Novel Modification of HistoGel-Based Cell Block Preparation Method Improved Sufficiency for Molecular Studies

Context.-Cell block preparation methods vary substantially across institutions and are frequently suboptimal. The growing importance of biomarker testing in the era of targeted therapies makes optimization of cell block preparation critically important. Objective.-To develop an improved cell block preparation method. Design.-Ex vivo fine-needle aspirates and scrapes from surgically resected tumors were used to develop an improved HistoGel (Thermo Fisher Scientific, Waltham, Massachusetts)-based cell block preparation method. Cellularity yield with the new versus the standard method was assessed in ex vivo split samples and in consecutive clinical fine-needle aspirates processed before (n = 100) and after (n = 100) the new method was implemented in our laboratory. Sufficiency of cell block material for potential molecular studies was estimated by manual cell quantitation. Results.-The key modification in the new method was pretreatment of the pelleted cells with 95% ethanol before the addition of HistoGel (HistoGel + ethanol method). In addition, we optimized the melting conditions of HistoGel and added a dark, inorganic marker to the cell pellets to highlight the desired level of sectioning during microtomy. Cell blocks from ex vivo split samples showed that the HistoGel + ethanol method yielded, on average, an 8.3fold (range, 1-20) greater cellularity compared with the standard HistoGel-only method.

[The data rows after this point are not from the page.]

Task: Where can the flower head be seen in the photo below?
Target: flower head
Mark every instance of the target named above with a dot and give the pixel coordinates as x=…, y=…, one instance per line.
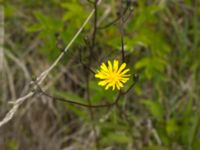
x=113, y=75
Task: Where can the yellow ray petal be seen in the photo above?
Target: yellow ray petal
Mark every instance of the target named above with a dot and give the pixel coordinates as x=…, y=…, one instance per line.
x=121, y=67
x=115, y=65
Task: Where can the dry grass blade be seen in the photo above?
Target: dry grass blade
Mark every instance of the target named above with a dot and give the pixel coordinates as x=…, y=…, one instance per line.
x=17, y=103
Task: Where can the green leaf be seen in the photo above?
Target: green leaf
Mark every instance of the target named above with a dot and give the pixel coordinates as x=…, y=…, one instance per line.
x=154, y=108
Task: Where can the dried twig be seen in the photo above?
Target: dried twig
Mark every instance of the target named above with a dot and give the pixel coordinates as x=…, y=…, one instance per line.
x=17, y=103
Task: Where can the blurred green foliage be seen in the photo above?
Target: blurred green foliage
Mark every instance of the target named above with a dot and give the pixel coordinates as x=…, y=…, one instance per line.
x=162, y=42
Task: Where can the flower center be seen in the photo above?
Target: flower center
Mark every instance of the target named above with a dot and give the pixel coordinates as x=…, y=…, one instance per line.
x=114, y=77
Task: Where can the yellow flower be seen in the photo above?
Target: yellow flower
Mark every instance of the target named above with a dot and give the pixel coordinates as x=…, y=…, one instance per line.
x=112, y=75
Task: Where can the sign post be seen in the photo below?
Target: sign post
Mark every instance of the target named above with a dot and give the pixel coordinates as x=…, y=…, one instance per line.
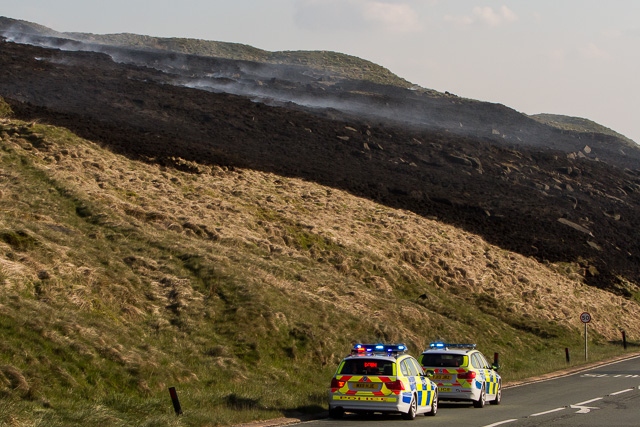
x=585, y=318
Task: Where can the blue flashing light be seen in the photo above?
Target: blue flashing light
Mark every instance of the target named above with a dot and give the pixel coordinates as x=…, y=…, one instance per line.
x=388, y=349
x=438, y=345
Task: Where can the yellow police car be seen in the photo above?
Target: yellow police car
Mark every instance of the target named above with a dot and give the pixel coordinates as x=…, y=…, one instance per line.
x=381, y=378
x=462, y=373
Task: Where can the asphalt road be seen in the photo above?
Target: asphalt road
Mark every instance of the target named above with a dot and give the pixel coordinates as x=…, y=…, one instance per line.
x=608, y=395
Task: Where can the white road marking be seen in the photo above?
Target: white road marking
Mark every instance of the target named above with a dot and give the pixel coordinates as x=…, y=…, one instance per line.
x=587, y=401
x=621, y=391
x=501, y=422
x=547, y=412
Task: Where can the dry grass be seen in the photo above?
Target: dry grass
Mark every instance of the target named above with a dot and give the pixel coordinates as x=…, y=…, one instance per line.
x=121, y=275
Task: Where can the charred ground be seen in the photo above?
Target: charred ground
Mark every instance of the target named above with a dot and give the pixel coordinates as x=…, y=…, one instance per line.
x=527, y=187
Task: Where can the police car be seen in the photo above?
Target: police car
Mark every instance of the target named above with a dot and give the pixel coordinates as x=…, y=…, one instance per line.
x=462, y=373
x=381, y=378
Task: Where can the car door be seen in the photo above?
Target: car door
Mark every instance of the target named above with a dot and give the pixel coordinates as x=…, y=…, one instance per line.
x=424, y=386
x=490, y=376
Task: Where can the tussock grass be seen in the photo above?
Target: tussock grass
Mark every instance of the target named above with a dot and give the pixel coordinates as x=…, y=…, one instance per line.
x=243, y=290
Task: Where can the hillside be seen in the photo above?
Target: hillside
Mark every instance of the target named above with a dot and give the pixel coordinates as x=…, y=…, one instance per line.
x=171, y=219
x=227, y=283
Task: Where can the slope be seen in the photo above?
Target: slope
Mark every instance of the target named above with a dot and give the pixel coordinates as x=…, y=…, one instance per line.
x=241, y=288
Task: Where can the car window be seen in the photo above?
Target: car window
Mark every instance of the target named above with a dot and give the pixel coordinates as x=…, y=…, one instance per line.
x=367, y=367
x=475, y=362
x=404, y=369
x=484, y=360
x=442, y=360
x=416, y=366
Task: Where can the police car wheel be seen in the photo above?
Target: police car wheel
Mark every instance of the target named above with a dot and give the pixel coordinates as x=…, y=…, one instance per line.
x=481, y=400
x=336, y=413
x=413, y=409
x=434, y=407
x=498, y=398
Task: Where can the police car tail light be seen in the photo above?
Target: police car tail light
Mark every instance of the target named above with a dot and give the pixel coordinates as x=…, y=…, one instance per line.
x=396, y=385
x=467, y=375
x=335, y=383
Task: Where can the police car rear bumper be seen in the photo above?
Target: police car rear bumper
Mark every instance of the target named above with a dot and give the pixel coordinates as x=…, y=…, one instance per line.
x=458, y=394
x=369, y=404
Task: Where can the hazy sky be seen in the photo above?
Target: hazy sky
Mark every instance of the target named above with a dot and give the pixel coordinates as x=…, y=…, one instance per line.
x=573, y=57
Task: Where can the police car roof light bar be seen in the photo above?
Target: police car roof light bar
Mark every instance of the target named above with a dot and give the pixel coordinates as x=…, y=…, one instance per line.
x=389, y=349
x=441, y=345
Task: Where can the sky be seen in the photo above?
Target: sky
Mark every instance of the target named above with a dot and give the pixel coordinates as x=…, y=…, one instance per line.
x=577, y=58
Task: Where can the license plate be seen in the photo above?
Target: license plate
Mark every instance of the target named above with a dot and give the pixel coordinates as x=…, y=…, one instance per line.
x=366, y=386
x=443, y=377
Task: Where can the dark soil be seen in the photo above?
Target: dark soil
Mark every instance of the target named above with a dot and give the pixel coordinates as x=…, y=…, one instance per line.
x=511, y=187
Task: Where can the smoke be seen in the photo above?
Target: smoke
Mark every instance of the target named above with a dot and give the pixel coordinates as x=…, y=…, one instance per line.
x=273, y=85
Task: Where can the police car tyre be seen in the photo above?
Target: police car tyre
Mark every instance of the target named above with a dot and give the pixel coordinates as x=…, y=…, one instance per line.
x=481, y=400
x=498, y=398
x=434, y=407
x=413, y=409
x=336, y=413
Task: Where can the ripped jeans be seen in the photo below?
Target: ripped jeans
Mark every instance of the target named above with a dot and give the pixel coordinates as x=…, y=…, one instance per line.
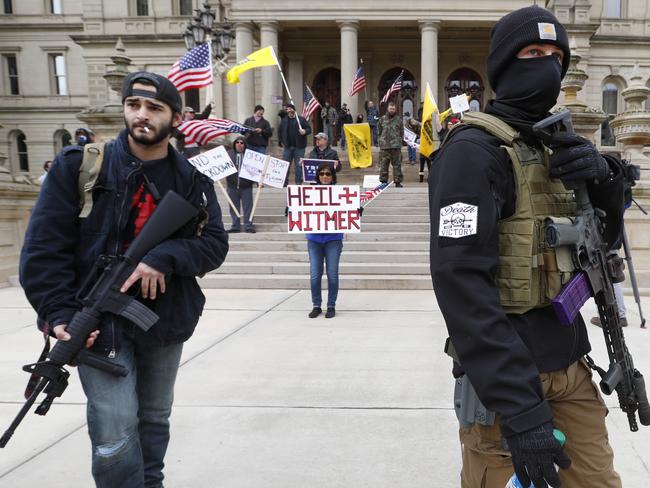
x=128, y=418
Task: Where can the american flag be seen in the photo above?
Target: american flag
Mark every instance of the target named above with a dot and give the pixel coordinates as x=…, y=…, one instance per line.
x=309, y=103
x=203, y=131
x=359, y=82
x=396, y=86
x=369, y=195
x=193, y=69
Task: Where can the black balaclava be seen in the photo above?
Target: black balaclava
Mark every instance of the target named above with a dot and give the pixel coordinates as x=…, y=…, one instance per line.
x=526, y=89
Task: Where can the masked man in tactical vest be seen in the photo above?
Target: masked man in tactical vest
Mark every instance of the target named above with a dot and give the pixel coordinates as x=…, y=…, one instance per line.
x=494, y=280
x=128, y=418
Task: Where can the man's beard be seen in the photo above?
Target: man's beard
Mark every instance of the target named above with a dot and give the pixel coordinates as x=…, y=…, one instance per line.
x=160, y=134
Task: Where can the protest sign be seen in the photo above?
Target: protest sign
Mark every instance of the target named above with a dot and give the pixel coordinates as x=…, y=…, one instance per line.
x=252, y=168
x=370, y=181
x=323, y=209
x=310, y=168
x=459, y=104
x=215, y=163
x=410, y=138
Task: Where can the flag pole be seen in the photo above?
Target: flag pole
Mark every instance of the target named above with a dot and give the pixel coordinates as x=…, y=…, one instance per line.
x=277, y=63
x=260, y=184
x=232, y=205
x=365, y=88
x=209, y=92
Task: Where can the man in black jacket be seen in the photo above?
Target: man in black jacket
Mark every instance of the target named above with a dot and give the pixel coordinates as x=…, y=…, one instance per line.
x=240, y=190
x=293, y=133
x=258, y=140
x=323, y=150
x=493, y=279
x=128, y=418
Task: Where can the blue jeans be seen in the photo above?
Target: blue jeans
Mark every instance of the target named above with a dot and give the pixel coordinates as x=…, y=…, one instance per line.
x=128, y=418
x=259, y=149
x=330, y=252
x=242, y=197
x=294, y=155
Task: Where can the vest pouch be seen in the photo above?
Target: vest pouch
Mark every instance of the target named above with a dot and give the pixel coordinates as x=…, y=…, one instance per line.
x=558, y=264
x=517, y=273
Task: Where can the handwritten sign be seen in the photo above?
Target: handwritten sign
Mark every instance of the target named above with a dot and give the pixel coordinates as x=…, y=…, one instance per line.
x=371, y=181
x=459, y=104
x=323, y=209
x=215, y=163
x=252, y=168
x=310, y=168
x=410, y=138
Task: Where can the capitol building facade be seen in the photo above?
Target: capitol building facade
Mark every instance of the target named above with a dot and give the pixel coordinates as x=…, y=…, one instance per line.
x=54, y=55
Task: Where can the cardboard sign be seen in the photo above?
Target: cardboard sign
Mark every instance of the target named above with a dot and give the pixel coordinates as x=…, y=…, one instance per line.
x=459, y=104
x=215, y=163
x=323, y=209
x=410, y=138
x=310, y=167
x=252, y=168
x=371, y=181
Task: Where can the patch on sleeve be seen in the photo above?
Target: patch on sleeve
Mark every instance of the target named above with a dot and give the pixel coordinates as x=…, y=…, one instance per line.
x=458, y=220
x=547, y=31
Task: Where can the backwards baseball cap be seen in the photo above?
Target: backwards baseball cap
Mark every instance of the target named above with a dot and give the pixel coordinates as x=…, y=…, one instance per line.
x=528, y=25
x=165, y=90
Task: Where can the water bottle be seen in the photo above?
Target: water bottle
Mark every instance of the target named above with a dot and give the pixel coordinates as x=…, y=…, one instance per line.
x=514, y=481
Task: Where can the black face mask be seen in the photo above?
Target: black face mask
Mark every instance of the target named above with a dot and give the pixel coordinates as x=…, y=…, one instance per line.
x=530, y=86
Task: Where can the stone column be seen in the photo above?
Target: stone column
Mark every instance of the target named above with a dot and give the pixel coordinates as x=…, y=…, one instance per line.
x=429, y=56
x=295, y=80
x=246, y=85
x=349, y=61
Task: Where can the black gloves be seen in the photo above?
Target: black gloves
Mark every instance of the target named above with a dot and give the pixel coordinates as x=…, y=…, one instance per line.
x=576, y=159
x=534, y=453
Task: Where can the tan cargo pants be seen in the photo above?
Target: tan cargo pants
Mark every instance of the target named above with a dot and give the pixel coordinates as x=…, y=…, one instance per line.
x=578, y=411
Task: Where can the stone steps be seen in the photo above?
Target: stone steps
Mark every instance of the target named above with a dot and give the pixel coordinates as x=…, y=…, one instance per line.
x=302, y=268
x=391, y=252
x=370, y=258
x=301, y=282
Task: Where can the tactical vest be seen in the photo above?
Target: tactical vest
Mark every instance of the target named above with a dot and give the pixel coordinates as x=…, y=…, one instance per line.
x=530, y=274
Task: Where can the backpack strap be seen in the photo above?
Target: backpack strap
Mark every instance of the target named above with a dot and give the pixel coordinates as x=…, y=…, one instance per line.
x=89, y=171
x=494, y=125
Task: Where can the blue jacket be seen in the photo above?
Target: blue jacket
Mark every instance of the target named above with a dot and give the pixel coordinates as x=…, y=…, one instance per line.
x=60, y=248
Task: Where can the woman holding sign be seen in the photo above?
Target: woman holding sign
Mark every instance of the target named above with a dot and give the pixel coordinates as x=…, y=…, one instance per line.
x=324, y=248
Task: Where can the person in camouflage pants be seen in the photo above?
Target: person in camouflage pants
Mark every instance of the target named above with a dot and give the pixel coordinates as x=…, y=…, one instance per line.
x=391, y=133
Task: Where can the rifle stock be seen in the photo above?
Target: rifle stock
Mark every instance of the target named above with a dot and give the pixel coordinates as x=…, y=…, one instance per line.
x=585, y=239
x=172, y=213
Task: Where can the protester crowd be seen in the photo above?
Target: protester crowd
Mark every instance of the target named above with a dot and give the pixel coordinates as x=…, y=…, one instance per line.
x=521, y=373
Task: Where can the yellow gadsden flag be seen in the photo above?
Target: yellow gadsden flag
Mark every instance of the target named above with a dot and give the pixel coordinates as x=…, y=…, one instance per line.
x=357, y=137
x=264, y=57
x=429, y=141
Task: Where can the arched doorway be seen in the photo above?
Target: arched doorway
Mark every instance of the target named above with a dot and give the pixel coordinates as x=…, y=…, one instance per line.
x=406, y=99
x=468, y=81
x=326, y=88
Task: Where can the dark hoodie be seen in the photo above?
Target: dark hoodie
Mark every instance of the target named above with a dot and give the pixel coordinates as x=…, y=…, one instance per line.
x=234, y=181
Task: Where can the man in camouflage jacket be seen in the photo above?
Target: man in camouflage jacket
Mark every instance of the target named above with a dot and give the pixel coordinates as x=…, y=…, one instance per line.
x=391, y=134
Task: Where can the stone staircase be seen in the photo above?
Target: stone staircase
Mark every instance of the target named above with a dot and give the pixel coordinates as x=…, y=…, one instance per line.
x=391, y=252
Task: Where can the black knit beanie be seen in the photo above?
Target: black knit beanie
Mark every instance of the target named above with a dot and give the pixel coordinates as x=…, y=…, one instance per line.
x=528, y=25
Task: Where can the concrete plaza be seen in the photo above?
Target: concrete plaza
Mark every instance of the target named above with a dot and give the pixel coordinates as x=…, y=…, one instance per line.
x=268, y=398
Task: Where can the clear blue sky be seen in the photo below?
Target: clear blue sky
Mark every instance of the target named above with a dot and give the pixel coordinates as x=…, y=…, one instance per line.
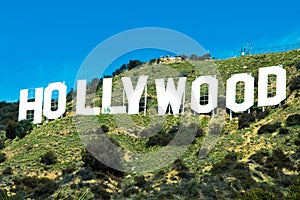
x=46, y=41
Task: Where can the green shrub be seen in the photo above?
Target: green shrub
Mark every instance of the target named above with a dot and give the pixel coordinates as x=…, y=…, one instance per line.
x=39, y=188
x=7, y=171
x=10, y=131
x=20, y=129
x=245, y=120
x=295, y=83
x=284, y=131
x=92, y=162
x=267, y=128
x=294, y=190
x=1, y=144
x=2, y=157
x=293, y=120
x=49, y=158
x=262, y=115
x=257, y=194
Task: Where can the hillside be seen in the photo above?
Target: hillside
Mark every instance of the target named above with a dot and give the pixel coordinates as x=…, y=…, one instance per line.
x=256, y=156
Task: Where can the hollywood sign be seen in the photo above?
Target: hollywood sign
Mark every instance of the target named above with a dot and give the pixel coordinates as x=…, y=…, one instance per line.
x=166, y=95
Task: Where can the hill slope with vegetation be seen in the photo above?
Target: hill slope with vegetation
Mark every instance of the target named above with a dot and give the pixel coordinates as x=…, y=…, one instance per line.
x=255, y=157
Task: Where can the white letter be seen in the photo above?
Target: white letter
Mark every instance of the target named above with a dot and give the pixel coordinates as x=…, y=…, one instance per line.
x=263, y=99
x=212, y=92
x=171, y=95
x=106, y=99
x=36, y=105
x=134, y=95
x=81, y=97
x=248, y=92
x=61, y=108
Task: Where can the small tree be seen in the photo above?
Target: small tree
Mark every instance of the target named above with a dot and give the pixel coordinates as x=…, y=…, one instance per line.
x=20, y=129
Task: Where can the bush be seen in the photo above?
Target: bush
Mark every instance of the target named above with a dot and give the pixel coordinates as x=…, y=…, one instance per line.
x=295, y=83
x=92, y=162
x=20, y=129
x=1, y=144
x=49, y=158
x=257, y=194
x=39, y=188
x=298, y=65
x=7, y=171
x=2, y=157
x=267, y=128
x=293, y=120
x=245, y=120
x=262, y=115
x=284, y=131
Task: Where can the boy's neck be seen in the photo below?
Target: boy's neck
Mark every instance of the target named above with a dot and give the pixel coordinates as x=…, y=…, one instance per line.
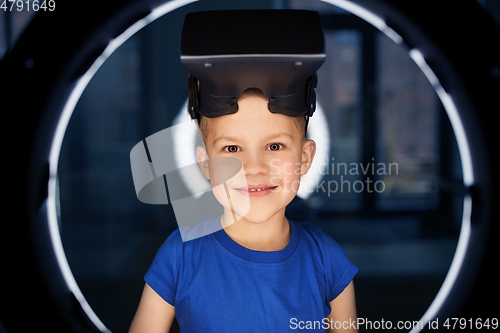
x=272, y=235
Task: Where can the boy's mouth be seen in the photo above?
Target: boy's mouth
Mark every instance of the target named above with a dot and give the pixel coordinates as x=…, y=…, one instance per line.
x=256, y=190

After the switch from the standard HistoGel method to the modified method in our clinical practice, sufficiency of positive fine-needle aspirates for some molecular studies increased from 72% to 97% (P = .002). Conclusions.-We describe a simple and readily adoptable modification of the HistoGel method, which results in substantial improvement in cell capture in cell blocks, leading to a significant increase in sufficiency for potential molecular and other ancillary studies.